Oggi vi propongo un articolo un po’ diverso dal solito. Parleremo di come un cybercriminale sia in grado di aggirare un antivirus per installare un nuovo tipo di malware, o accedere a informazioni sensibili, presenti su un disco SSD. L’obiettivo non è redigere un tutorial ma far luce sull’argomento, dando spazio a uno studio dal titolo ‘Forensic Issues and Techniques to Improve Security in SSD with Flex Capacity Feature’ pubblicato in modo congiunto dall’Institute of Cyber Security & Privacy e dalla Graduate School of Information Security della Sud Corea.
SSD: quando il malware è nascosto i dati non sono al sicuro
Lo studio dimostra che un antivirus non è una garanzia totale di protezione da qualsiasi minaccia, pur rimanendo uno strumento fondamentale per proteggere un sistema, e anzi è sempre importante confrontare le varie soluzioni, per capire qual è l’antivirus migliore in base alle proprie esigenze. Per garantire una miglior sicurezza un sysadmin deve conoscere tutte le componenti hardware (e le relative funzionalità) di un sistema. Solo in questo modo può valutare con cognizione di causa quali sono le feature che possono essere utilizzate senza pericolo e quali no.
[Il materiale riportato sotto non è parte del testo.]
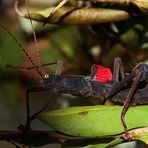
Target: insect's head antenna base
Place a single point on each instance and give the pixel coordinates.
(23, 49)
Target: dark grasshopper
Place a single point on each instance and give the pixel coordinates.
(86, 86)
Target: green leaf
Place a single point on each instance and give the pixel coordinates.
(104, 145)
(94, 121)
(79, 16)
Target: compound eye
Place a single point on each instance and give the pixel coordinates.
(46, 76)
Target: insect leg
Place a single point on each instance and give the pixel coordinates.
(55, 9)
(128, 101)
(120, 84)
(118, 67)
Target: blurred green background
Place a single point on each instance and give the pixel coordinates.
(77, 46)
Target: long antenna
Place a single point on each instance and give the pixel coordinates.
(34, 34)
(23, 49)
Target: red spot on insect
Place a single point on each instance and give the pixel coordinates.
(103, 74)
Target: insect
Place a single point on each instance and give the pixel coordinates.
(89, 86)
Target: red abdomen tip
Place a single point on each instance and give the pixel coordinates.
(103, 74)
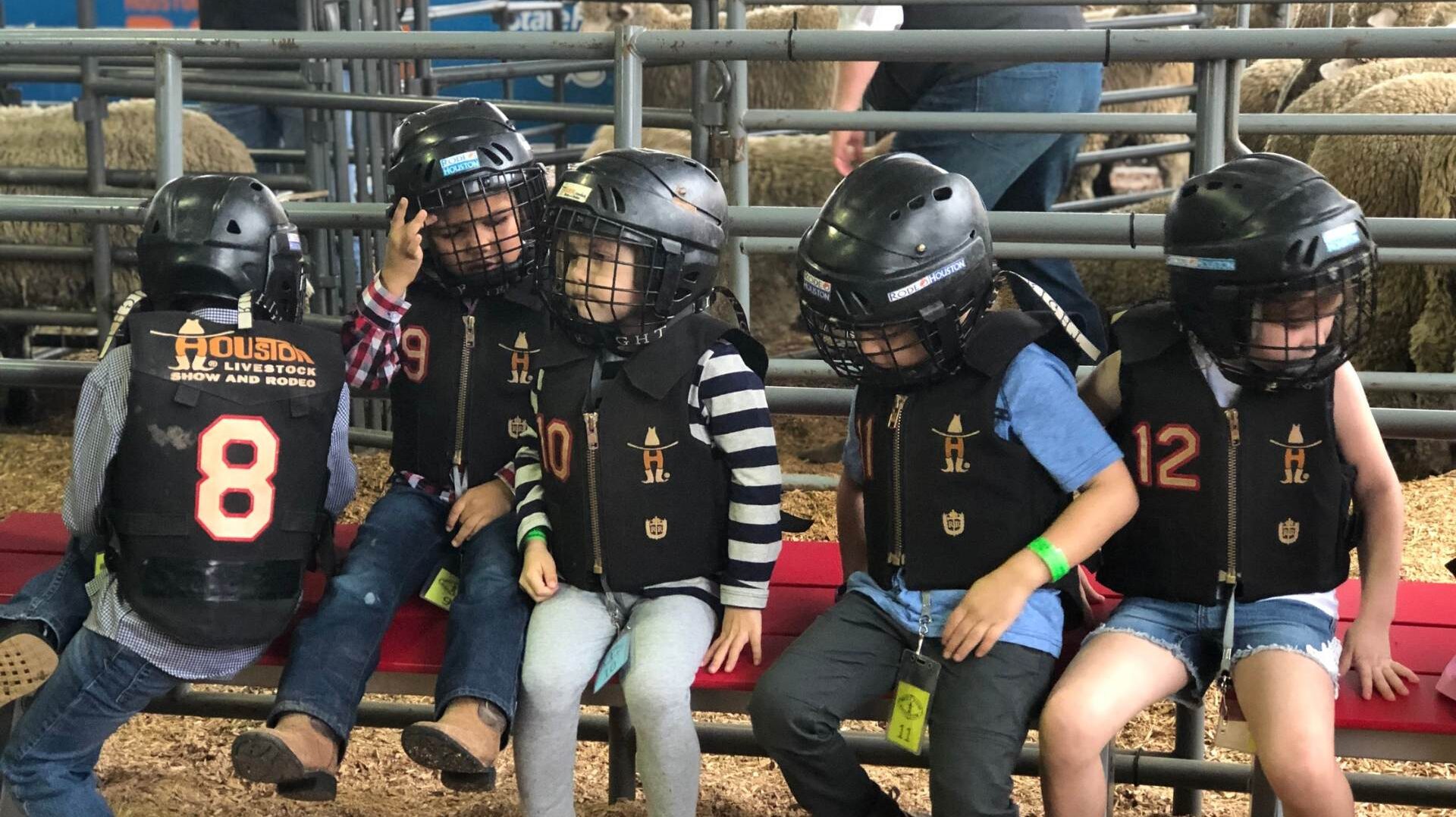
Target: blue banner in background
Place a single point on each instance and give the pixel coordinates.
(582, 88)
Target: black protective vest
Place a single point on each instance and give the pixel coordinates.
(946, 500)
(1258, 490)
(629, 491)
(436, 411)
(216, 494)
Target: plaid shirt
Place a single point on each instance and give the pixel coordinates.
(99, 421)
(372, 358)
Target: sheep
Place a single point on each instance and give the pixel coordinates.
(797, 85)
(1260, 88)
(783, 171)
(50, 137)
(1329, 95)
(1122, 76)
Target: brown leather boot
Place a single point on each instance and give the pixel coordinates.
(27, 660)
(300, 755)
(462, 744)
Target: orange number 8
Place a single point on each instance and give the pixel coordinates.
(221, 478)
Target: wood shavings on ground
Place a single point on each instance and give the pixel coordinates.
(164, 766)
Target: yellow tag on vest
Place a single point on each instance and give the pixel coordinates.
(915, 687)
(443, 589)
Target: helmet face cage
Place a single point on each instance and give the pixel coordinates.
(1291, 333)
(484, 232)
(604, 280)
(902, 352)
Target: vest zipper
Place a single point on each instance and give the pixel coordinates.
(593, 443)
(1231, 574)
(897, 554)
(465, 390)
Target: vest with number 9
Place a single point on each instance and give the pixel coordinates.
(215, 499)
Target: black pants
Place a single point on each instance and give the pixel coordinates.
(846, 660)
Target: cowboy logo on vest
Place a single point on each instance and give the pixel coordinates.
(520, 362)
(516, 427)
(956, 449)
(954, 523)
(1289, 532)
(243, 358)
(653, 462)
(1294, 461)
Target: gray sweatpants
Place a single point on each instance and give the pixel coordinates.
(565, 640)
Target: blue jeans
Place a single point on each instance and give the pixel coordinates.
(1194, 634)
(398, 548)
(259, 126)
(50, 762)
(57, 597)
(1018, 172)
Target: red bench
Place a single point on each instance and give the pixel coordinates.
(1421, 727)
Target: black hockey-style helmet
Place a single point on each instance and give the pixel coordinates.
(634, 239)
(466, 164)
(899, 257)
(1270, 268)
(216, 238)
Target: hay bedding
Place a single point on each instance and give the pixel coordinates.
(180, 766)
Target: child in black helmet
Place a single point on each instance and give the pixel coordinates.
(456, 357)
(210, 456)
(650, 487)
(954, 516)
(1250, 436)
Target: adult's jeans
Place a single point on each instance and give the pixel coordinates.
(1018, 172)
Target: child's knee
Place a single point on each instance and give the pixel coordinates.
(1068, 725)
(648, 695)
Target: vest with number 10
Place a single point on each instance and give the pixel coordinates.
(216, 494)
(1258, 493)
(631, 494)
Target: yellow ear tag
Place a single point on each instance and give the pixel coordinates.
(576, 193)
(443, 589)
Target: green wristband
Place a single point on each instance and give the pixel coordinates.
(1052, 557)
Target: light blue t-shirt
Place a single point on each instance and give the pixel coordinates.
(1037, 407)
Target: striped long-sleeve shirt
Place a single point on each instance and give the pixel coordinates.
(730, 411)
(101, 417)
(370, 338)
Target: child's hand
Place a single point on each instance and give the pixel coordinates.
(984, 613)
(539, 571)
(403, 251)
(742, 627)
(1367, 650)
(476, 509)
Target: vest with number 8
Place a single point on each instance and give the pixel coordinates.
(215, 499)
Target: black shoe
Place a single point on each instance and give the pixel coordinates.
(27, 659)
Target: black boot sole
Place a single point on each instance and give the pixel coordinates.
(267, 759)
(459, 768)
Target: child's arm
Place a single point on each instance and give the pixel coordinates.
(372, 334)
(1378, 494)
(1104, 506)
(736, 415)
(1069, 443)
(538, 568)
(343, 475)
(849, 504)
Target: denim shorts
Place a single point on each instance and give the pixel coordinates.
(1194, 635)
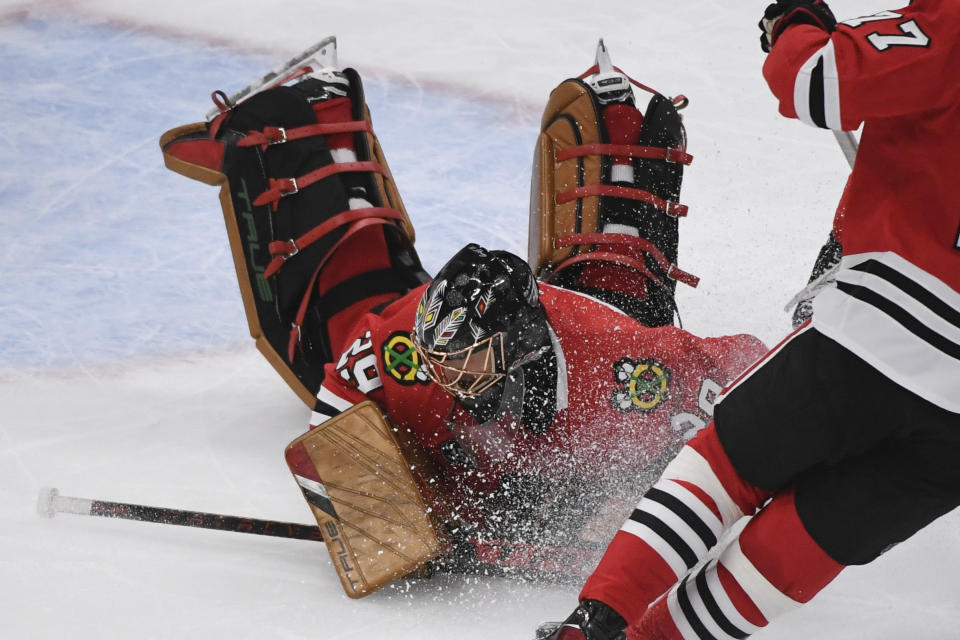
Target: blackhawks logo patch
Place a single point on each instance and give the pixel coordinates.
(401, 361)
(644, 385)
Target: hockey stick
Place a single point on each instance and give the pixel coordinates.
(848, 144)
(50, 503)
(502, 558)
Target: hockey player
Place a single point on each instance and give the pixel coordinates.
(521, 406)
(849, 427)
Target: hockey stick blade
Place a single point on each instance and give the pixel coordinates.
(323, 54)
(50, 503)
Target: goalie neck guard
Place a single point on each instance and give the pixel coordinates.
(318, 231)
(604, 210)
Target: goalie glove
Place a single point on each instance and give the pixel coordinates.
(784, 13)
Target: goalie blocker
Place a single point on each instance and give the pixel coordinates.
(366, 488)
(317, 229)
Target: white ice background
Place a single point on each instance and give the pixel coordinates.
(126, 371)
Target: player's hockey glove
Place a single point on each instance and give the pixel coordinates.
(784, 13)
(592, 620)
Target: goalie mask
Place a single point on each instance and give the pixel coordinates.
(478, 320)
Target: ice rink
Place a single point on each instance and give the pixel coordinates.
(126, 369)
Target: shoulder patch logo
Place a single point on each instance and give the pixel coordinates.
(401, 361)
(644, 384)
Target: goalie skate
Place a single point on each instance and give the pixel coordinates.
(322, 55)
(603, 200)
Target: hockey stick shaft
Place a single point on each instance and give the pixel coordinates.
(848, 144)
(521, 560)
(323, 47)
(51, 502)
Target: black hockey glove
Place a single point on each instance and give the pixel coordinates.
(785, 13)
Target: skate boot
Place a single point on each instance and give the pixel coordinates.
(604, 215)
(592, 620)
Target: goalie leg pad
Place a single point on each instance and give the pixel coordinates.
(365, 493)
(317, 229)
(604, 211)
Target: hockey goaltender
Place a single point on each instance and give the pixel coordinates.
(506, 414)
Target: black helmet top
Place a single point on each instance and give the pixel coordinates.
(481, 297)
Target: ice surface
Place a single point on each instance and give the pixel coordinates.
(125, 369)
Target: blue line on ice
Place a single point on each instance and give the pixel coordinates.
(107, 255)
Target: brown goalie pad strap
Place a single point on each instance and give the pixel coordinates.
(365, 493)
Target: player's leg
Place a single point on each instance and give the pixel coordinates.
(839, 515)
(698, 496)
(847, 509)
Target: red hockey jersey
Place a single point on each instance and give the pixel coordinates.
(897, 299)
(627, 395)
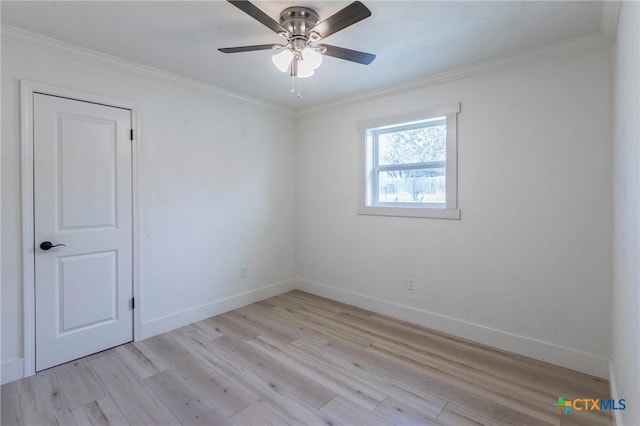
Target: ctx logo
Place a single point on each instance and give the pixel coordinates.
(589, 404)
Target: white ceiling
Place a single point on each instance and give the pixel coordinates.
(412, 39)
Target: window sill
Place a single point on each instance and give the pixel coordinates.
(422, 212)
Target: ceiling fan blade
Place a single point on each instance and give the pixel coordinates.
(257, 14)
(250, 48)
(347, 54)
(351, 14)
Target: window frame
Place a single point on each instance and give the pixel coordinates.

I ricercatori coreani si sono concentrati sulla flex capacity, un sistema proposto da Micron che consente di gestire in maniera dinamica lo spazio su un disco SSD a seconda delle esigenze. Andando più nello specifico, questa funzionalità permette di definire quanto spazio sia necessario per gestire la scrittura dei dati in maniera automatica, in modo da ottimizzare le prestazioni del disco. Viene gestita a livello firmware e sfrutta un’area del disco chiamata over-provisioning (OP area).
Over-Provisioning SSD
Per chi non lo sapesse, l’over-provisioning (OP) è una porzione del disco SSD che non viene allocata. Non viene appositamente allocata per garantire un numero adeguato di celle di riserva nel caso in cui qualche cella allocata raggiunga il limite del ciclo di programmazione e cancellazione. Ciò consente di prolungare la vita di un disco SSD. Maggiore è lo spazio che viene lasciato a disposizione del controller, dunque inibito per l’utente, superiori saranno le performance. Da ciò ne deriva che più è grande l’area di OP maggiori saranno le performance. I dischi SSD di nuova generazione sono in grado di cambiare dinamicamente le dimensioni di quest’area grazie al firmware manager.
IDA
Quando si verifica una riduzione dell’area di OP viene generata un’area detta Invalid Data Area (IDA), che contiene dati e informazioni sensibili. L’IDA purtroppo non viene svuotata con effetto immediato e ciò genera le condizioni per un attacco.
Questa operazione spalanca le porte ai criminali, che possono inserirsi in questo meccanismo in due modi. Il primo consiste in un accesso non autorizzato ai dati, la seconda opzione porta all’introduzione di codice malevolo nel disco. I cybercriminali possono richiedere una riduzione dell’area di OP attaccando il firmware manager. Subito dopo operano una read sull’IDA che si è generata in seguito alla riduzione dell’area di OP per rubare informazioni e dati.
Questo scenario è particolarmente pericoloso in un DataCenter, dove sono presenti centinaia di dischi che contengono informazioni chiave (dati aziendali, dati dei clienti di un’azienda, etc).
Non voglio addentrarmi in ulteriori dettagli tecnici per evitare di tediarvi, chi è interessato può approfondire l’argomento qui. Nonostante lo studio spieghi come aggirare un antivirus introducendosi nei meandri di una funzionalità del firmware, quest’ultimo è comunque uno strumento essenziale per ostacolare le minacce informatiche.